Lequel ? Celui de Sartre s’adresse à  la liberté des hommes et des femmes, et contourne le désir de mort. Heidegger en rejette les prétentions, sans pour autant en écarter l’acheminement dans  l’Etre de la parole elle-même, par le délaissement avec la proximité du tout proche et jusqu’au pas du paysan en lui. C’est à une refondation de l’humanisme, issu de l’humanisme chrétien, que nous sommes appelés, pour sortir du déni qui s’est instauré avec la séparation sécularisée du théologico-politique, en définitive.

 Je dis « appelés », et j’entends le mot en un sens bien plus radical que  celui d’une alliance nécessaire conjecturelle entre hommes et femmes de bonne volontés, contraints à bricoler des passerelles dans l’espoir de freiner les menaces apocalyptiques  qui pèsent sur le globe terrestre et sur l’humain lui-même.  Je dis que nous sommes « appelés » par la transvaluation  en cours de l’humanisme universel qui se cherche, de rupture en rupture,  depuis la philosophie grecque, le message biblique, la révélation christique et l’éclosion problématisante et problématique des Lumière.
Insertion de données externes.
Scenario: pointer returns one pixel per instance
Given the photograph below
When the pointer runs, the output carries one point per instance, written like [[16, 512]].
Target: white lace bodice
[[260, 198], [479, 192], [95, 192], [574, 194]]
Cette transvaluation est en route, elle aspire à une « éthique au-delà du commandement » et s’étaie d’une expérience psychanalytique qui  n’a pas peur de se définir comme un « très singulier christocentrisme » (Lacan). Et je reviens à ma flânerie à Rome, avec en mémoire les écrits de Thérèse d’Avila, cette femme dont le génie baroque fait trait d’union entre la mystique et les Lumières.

     La refondation de l’humanisme  dont il s’agit est soucieuse de sa dette envers les codes religieux qui la précèdent, car sans la transvaluation desquels les principes éthiques sont lettre morte, écrasés entre le politique de l’assistanat social et d’un juridique réduit à gérer des comportements qui s’installent et dont on préfère ignorer le sens.